An Indicator of Compromise is a forensic artifact that defenders use to detect known malicious activity after or during an intrusion. Common IoCs include cryptographic hashes of malware, suspicious IP addresses, command-and-control domains, malicious URLs, mutex names, registry keys, and email indicators. IoCs are easy to share via STIX/TAXII and to operationalize in SIEMs, EDRs, firewalls, and DNS filters. However, attackers can rotate these atomic artifacts quickly, which limits their long-term value compared to behavior-based detections. Most mature programs treat IoCs as one input among many alongside IoAs and TTPs.
● Examples
- 01
A SHA-256 hash of a known dropper added to an EDR block list.
- 02
A C2 domain blocked at the DNS resolver.
● Frequently asked questions
What is Indicator of Compromise (IoC)?
An observable artifact — such as a file hash, IP, domain, URL, or registry key — that suggests a system has been or is being compromised. It belongs to the Defense & Operations category of cybersecurity.

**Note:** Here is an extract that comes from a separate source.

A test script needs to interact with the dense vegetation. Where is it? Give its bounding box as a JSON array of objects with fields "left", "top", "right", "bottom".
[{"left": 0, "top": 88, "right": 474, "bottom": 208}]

What does Indicator of Compromise (IoC) mean?
An observable artifact — such as a file hash, IP, domain, URL, or registry key — that suggests a system has been or is being compromised.
How do you defend against Indicator of Compromise (IoC)?
Defences for Indicator of Compromise (IoC) typically combine technical controls and operational practices, as detailed in the full definition above.
What are other names for Indicator of Compromise (IoC)?
Common alternative names include: IoC.